4-Expert MoE: What an Automated Pipeline on an RTX 4090 Teaches After 28 Days

When automation meets neural network design, the devil hides in implementation details. The team behind the NNGPT project put this truth to the test with a systematic 28-day campaign on a single NVIDIA RTX 4090, aimed at exploring heterogeneous 4-expert MoE architectures. The result? Over 4,400 candidate models generated, but also an enumeration error that locked 95.2% of theoretical combinations out of the picture.

A deterministic generator replaces manual design

The pipeline starts from a hand-crafted heterogeneous MoE model and replaces it with an automatic code assembler. The system draws architecture families from the LEMUR database, combining them into four-expert MoE ensembles. Each ensemble is governed by a convolutional gating network with temperature scaling, mixup augmentation, and cosine annealing of the learning rate. The goal: to sift through the space of possible mixtures without human intervention.

The choice of hardware is not trivial: a consumer GeForce RTX 4090, capable of sustaining significant training loads, shows how architectural research can now be conducted without resorting to server clusters. For those evaluating on-premise deployment, the campaign proves that such tools can run on accessible machines, narrowing the gap between experimentation and production.

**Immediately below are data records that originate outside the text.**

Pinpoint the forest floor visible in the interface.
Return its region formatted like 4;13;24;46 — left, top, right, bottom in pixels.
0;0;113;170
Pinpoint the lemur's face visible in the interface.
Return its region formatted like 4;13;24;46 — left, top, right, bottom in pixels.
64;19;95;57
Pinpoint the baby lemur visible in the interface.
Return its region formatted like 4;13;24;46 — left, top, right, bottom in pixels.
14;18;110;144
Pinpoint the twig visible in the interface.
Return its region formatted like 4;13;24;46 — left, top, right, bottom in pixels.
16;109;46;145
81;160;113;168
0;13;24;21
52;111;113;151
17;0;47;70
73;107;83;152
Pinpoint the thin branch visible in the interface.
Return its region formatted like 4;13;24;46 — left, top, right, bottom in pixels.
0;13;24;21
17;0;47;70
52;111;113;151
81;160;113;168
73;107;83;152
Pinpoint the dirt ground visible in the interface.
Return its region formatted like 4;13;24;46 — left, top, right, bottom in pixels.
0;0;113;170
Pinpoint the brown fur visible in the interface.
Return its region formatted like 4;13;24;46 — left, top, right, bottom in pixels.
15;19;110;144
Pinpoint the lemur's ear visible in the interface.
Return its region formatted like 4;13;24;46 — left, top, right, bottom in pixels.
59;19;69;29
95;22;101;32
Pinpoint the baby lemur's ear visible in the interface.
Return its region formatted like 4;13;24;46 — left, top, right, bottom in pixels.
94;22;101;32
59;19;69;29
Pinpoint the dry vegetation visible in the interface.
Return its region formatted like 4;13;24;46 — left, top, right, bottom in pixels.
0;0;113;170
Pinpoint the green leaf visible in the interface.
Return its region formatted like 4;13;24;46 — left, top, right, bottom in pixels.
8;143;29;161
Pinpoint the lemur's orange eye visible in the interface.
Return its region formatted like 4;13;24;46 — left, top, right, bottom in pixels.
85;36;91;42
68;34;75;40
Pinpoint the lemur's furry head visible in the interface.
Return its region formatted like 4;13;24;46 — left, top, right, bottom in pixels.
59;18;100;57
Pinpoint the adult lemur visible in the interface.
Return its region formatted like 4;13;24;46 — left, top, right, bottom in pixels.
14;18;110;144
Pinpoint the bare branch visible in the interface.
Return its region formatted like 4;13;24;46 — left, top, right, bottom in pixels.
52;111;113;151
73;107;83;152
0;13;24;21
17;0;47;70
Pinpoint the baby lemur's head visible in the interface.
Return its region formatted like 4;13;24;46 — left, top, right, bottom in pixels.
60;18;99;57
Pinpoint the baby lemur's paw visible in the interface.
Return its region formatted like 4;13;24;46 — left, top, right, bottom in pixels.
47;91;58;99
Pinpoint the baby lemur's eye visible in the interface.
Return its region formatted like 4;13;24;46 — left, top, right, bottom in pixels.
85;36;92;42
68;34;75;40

The alphabetical order trap

The most interesting finding is not in the average performance of the ensembles – although ShuffleNet and MobileNetV3 excel with accuracy up to 0.632 – but in the discovery of a methodological flaw. The generator uses itertools.combinations to enumerate families: a deterministic approach that follows alphabetical order. Since the first family in the list is AirNet, all explored combinations – a mere 4.8% of the 23,751 possible – include it. In practice, the entire campaign is anchored to AirNet.

This distortion only comes to light thanks to the project’s transparency, which documents batch by batch what was generated and evaluated. It is a warning for anyone developing automatic architectural search frameworks: the choice of a seemingly innocuous combination algorithm can silently invalidate conclusions. The proposed fix – stratified random sampling – is embedded in the corrected version of the generator.

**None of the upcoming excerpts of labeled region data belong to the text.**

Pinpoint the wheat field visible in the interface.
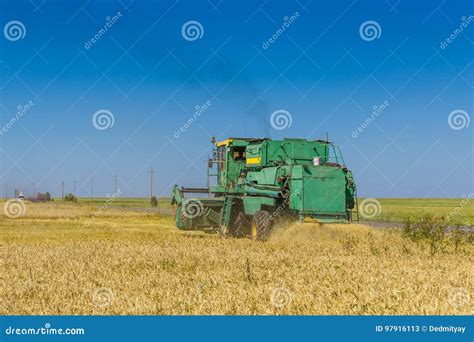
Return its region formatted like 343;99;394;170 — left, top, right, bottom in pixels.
0;202;474;315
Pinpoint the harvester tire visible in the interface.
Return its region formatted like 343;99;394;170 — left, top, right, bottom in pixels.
250;210;272;241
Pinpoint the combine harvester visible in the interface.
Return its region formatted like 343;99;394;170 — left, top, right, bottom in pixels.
171;138;358;240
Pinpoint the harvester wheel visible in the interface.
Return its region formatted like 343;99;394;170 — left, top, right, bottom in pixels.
250;210;272;240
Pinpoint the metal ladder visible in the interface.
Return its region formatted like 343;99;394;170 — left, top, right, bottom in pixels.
219;197;234;233
351;187;359;223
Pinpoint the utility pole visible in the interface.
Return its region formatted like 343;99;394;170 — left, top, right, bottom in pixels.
114;174;117;196
148;166;156;199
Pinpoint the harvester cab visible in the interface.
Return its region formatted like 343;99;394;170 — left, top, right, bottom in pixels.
171;138;357;240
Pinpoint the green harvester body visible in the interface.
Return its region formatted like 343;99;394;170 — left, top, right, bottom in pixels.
171;138;357;239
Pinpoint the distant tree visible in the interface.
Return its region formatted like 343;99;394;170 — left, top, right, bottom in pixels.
64;193;77;202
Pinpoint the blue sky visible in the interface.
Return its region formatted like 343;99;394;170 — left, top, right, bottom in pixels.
0;0;474;197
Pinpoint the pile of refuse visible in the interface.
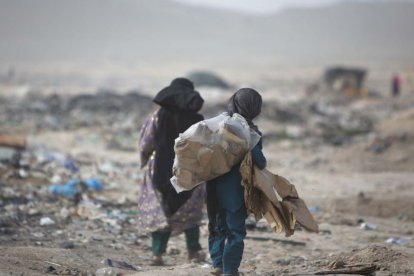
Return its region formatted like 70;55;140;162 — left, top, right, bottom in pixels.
0;136;141;244
0;90;153;130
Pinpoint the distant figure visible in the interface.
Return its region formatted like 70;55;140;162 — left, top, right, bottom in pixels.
391;74;401;97
138;78;205;265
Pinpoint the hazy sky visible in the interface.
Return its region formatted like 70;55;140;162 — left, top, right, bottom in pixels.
173;0;413;14
174;0;340;13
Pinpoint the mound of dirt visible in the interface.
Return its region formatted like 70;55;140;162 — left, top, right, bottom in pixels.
328;245;414;275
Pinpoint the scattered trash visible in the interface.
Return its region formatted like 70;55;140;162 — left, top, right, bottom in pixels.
40;217;55;226
63;159;79;173
49;178;103;197
95;267;122;276
246;236;306;246
308;205;321;213
0;135;27;149
83;178;103;191
360;222;377;230
49;179;80;197
385;237;410;245
61;241;75;249
103;259;141;271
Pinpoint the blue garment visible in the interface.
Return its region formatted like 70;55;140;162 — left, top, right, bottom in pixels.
207;138;266;212
208;206;247;275
207;132;266;274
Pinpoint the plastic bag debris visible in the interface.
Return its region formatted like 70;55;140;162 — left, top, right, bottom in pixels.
171;113;260;192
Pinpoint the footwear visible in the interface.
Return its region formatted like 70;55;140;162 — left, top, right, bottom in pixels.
151;255;164;266
210;267;223;276
188;250;206;263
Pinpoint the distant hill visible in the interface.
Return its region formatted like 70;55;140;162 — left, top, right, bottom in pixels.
0;0;414;63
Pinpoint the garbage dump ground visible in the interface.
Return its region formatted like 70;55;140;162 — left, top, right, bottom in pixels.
0;74;414;275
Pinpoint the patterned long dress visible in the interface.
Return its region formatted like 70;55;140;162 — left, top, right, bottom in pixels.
138;112;205;235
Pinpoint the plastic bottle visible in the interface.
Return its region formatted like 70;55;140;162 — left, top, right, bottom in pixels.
95;267;122;276
49;179;79;197
83;178;103;191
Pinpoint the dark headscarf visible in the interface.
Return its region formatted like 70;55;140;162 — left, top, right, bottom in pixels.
227;88;262;126
153;78;204;216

What remains valid (and what does not)

Within the AirNet-centric universe, the numbers speak clearly: ensembles that include ShuffleNet or MobileNetV3 regularly achieve the highest accuracy, while FractalNet and MNASNet prove to be low-yield families, candidates for exclusion in future campaigns. These results, however biased, offer useful pointers for those wanting to assemble efficient MoEs on similar hardware.

On the methodological front, the pipeline stands as a replicable and open-source tool. The full release on GitHub (NNGPT) includes not only the code but also analysis artifacts and the amended generator. An approach that embraces the open science philosophy and, for on-premise environments, ensures full auditability of the model generation process.

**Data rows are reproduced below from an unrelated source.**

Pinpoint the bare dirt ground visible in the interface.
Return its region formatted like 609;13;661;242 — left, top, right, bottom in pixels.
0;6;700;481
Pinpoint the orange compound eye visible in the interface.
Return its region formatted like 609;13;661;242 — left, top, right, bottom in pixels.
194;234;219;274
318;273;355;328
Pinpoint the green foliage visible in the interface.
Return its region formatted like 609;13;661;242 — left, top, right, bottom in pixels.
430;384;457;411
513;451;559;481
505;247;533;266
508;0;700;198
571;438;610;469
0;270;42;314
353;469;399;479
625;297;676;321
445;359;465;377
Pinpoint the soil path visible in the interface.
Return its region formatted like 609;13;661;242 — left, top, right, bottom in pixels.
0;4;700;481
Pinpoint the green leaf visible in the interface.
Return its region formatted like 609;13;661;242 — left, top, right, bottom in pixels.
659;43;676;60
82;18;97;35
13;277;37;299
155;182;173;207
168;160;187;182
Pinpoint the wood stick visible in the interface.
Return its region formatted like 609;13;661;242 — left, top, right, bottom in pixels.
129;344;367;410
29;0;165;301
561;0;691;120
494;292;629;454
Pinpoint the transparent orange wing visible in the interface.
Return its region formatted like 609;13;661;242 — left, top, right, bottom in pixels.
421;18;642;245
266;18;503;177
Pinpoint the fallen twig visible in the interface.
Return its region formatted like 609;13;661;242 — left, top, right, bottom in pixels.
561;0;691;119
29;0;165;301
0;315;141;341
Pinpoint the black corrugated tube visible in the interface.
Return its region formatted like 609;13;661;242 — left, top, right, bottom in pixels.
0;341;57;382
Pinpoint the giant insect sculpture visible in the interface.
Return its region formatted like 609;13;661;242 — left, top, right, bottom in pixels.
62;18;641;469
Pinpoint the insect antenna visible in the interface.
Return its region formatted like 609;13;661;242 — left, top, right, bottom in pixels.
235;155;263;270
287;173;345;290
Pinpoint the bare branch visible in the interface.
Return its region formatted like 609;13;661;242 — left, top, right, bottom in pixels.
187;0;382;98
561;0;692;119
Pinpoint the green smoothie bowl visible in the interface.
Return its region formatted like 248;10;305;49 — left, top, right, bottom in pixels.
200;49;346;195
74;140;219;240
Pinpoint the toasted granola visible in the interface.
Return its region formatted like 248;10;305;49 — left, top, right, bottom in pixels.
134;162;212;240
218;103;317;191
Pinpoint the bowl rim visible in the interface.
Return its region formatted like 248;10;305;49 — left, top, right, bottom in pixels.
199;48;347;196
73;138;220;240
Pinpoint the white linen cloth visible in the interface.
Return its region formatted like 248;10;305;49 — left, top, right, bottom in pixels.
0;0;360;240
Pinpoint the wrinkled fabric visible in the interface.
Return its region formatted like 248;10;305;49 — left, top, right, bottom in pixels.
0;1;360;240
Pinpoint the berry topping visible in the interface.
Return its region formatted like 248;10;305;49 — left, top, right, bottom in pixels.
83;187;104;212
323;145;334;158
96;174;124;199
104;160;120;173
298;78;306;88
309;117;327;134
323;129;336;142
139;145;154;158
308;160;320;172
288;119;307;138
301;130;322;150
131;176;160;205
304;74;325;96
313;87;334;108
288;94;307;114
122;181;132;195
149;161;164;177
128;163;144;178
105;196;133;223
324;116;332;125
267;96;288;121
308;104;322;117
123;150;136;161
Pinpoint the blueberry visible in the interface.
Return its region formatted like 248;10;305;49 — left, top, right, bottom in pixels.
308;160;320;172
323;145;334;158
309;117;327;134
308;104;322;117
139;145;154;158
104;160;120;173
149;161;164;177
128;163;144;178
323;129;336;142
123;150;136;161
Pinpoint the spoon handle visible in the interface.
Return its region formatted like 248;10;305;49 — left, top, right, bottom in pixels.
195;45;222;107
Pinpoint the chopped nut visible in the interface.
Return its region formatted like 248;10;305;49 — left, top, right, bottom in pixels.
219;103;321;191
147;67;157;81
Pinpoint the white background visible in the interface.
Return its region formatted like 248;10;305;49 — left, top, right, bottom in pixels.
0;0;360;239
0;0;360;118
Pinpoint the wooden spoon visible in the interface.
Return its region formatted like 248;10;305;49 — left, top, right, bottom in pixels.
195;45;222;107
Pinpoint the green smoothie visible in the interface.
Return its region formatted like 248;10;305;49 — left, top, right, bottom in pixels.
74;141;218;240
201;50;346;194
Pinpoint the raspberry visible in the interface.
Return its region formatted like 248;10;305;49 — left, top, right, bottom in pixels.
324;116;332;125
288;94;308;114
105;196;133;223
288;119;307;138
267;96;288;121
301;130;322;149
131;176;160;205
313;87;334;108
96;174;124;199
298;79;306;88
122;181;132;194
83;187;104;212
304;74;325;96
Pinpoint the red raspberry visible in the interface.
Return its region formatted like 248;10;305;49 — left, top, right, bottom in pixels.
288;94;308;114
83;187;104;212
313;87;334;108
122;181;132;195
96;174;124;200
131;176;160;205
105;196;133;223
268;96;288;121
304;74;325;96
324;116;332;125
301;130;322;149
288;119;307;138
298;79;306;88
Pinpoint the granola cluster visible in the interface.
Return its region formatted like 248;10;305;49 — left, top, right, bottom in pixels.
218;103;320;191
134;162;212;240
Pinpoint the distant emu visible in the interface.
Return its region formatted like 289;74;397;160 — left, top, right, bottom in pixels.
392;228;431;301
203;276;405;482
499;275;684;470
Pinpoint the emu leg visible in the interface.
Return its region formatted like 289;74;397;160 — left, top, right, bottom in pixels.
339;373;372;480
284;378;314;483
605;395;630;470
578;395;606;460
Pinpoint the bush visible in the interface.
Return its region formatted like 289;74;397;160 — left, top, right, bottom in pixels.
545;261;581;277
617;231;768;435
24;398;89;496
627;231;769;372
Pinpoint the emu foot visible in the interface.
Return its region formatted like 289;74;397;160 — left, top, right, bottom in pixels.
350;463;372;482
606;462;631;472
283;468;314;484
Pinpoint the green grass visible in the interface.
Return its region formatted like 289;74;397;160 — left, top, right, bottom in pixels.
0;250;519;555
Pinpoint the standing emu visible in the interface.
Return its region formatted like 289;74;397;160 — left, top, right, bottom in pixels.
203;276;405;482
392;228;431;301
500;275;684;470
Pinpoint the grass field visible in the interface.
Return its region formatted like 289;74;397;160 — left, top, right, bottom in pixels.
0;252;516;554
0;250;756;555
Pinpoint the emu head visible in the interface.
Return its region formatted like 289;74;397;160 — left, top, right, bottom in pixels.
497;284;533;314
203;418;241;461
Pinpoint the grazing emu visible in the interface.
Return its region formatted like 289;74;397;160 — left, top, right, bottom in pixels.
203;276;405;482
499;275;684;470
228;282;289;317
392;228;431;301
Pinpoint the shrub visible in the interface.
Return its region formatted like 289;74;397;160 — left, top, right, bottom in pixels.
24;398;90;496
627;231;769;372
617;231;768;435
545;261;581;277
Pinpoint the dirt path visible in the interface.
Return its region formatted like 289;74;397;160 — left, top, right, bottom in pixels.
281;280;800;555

Why it matters for on-premise teams

AI-RADAR closely follows initiatives that democratize neural design automation on hardware within reach of small and medium teams. A single GPU, a dataset like LEMUR, and a deterministic pipeline are enough to explore complex architectural spaces – provided one avoids biases like the one documented here. For technical leaders, the lesson is twofold: always verify the statistical assumptions of the tools adopted, and remember that even the most advanced automation does not exempt from careful human oversight. On the cost side, running an RTX 4090 for 28 days offers a useful benchmark to estimate TCO for similar campaigns, especially when compared with equivalent cloud solutions.